1. Students should gain a unified understanding of the interdependencies of factors affecting fixed income securities
2. Students should be able to analyze problems that go beyond those explicitly covered in class/the required book

Course content

The following list gives an overview of the key topics to be covered in the course:

  • An overview of debt securities markets
  • Bond pricing and arbitrage
  • Duration and convexity
  • Interest rate derivatives
  • Central Banks, Inflation, Monetary Policy
  • Term Structure of Interest Rates in discrete time
  • Fixed income pricing using Binomial models and Monte Carlo simulations
  • Credit risk modelling and bond pricing
  • Structured products: CDS, ABS,CDO
Teaching and learning activities

Students are expected to read the assigned chapters before class. Active class participation is expected during lectures. Practice problems and problem sets involving market data will be distributed during the course.

Examples highlighting and demonstrating often-used, practical applications of fixed-income-securities' pricing are used in the class. 

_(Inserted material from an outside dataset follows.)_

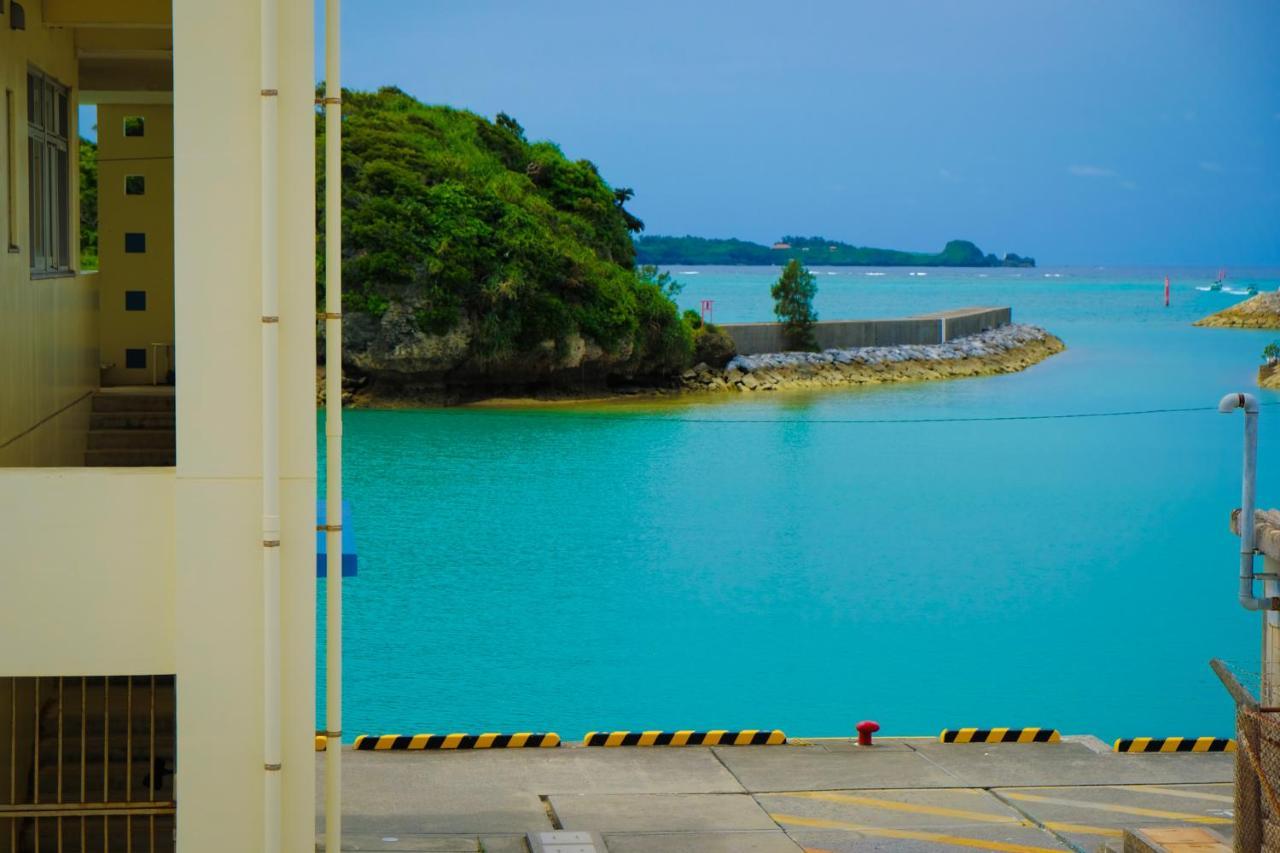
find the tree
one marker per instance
(88, 204)
(792, 304)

There will be other written assignments during the semester. Those will be compulsory and graded as outlined below. 

Software tools
R
Additional information

Please note that while attendance is not compulsory in all courses, it is the student’s own responsibility to obtain any information provided in class.

This is a course with continuous assessment (several exam components) and one final exam code. Each exam component is graded by using points on a scale from 0-100. The components will be weighted together according to the information in the course description in order to calculate the final letter grade for the examination code (course). Students who fail to participate in one/some/all exam elements will get a lower grade or may fail the course. You will find detailed information about the point system and the cut off points with reference to the letter grades when the course starts.

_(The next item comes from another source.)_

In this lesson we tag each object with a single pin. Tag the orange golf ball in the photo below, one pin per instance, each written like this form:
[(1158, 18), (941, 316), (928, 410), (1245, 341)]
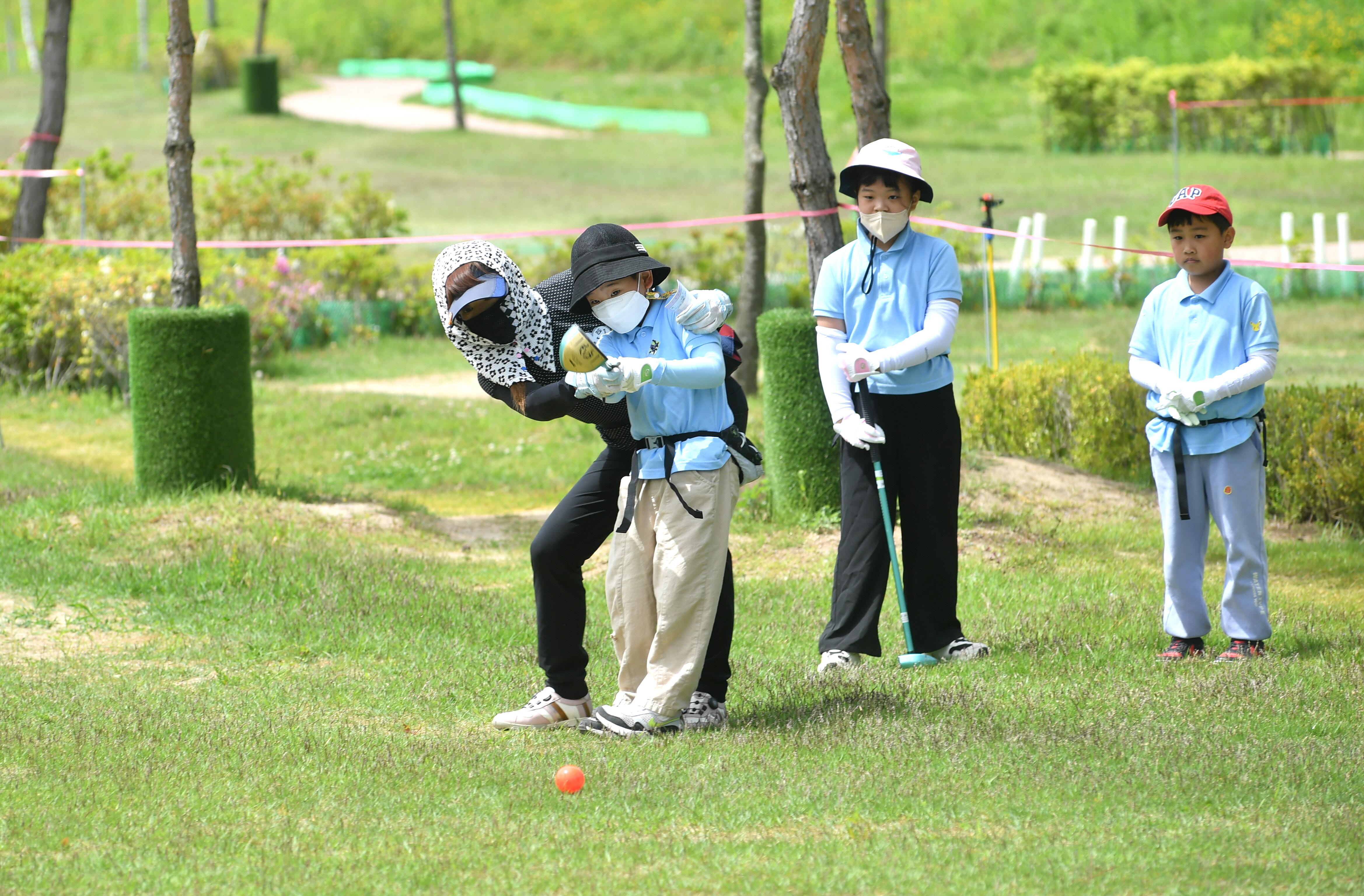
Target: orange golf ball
[(569, 779)]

At resit, all exam components must, as a main rule, be retaken during next scheduled course.

Qualifications

All courses in the Masters programme will assume that students have fulfilled the admission requirements for the programme. In addition, courses in second, third and/or fourth semester can have spesific prerequisites and will assume that students have followed normal study progression. For double degree and exchange students, please note that equivalent courses are accepted.

Covid-19 

Due to the Covid-19 pandemic, there may be deviations in teaching and learning activities as well as exams, compared with what is described in this course description.

Teaching 

Information about what is taught on campus and other digital forms will be presented with the lecture plan before the start of the course each semester.

Assessments
Assessments
Exam category: 
Submission
Form of assessment: 
Written submission
Weight: 
40
Grouping: 
Group/Individual (1 - 2)
Duration: 
24 Hour(s)
Comment: 
Take-home examination
Exam code: 
GRA65391
Grading scale: 
Point scale leading to ECTS letter grade
Resit: 
All components must, as a main rule, be retaken during next scheduled course
Exam category: 
Submission
Form of assessment: 
Written submission
Invigilation
Weight: 
60
Grouping: 
Individual
Support materials: 
  • All printed and handwritten support materials
  • BI-approved exam calculator
  • Simple calculator
  • Bilingual dictionary
Duration: 
3 Hour(s)
Comment: 
Written examination under supervision.
Exam code: 
GRA65391
Grading scale: 
Point scale leading to ECTS letter grade
Resit: 
All components must, as a main rule, be retaken during next scheduled course
Type of Assessment: 
Continuous assessment
Grading scale: 
ECTS
Total weight: 
100
Student workload
ActivityDurationComment
Teaching
24 Hour(s)
Examination
27 Hour(s)
Digital resources
12 Hour(s)
Group work / Assignments
25 Hour(s)
Student's own work with learning resources
72 Hour(s)
Sum workload: 
160

A course of 1 ECTS credit corresponds to a workload of 26-30 hours. Therefore a course of 6 ECTS credits corresponds to a workload of at least 160 hours.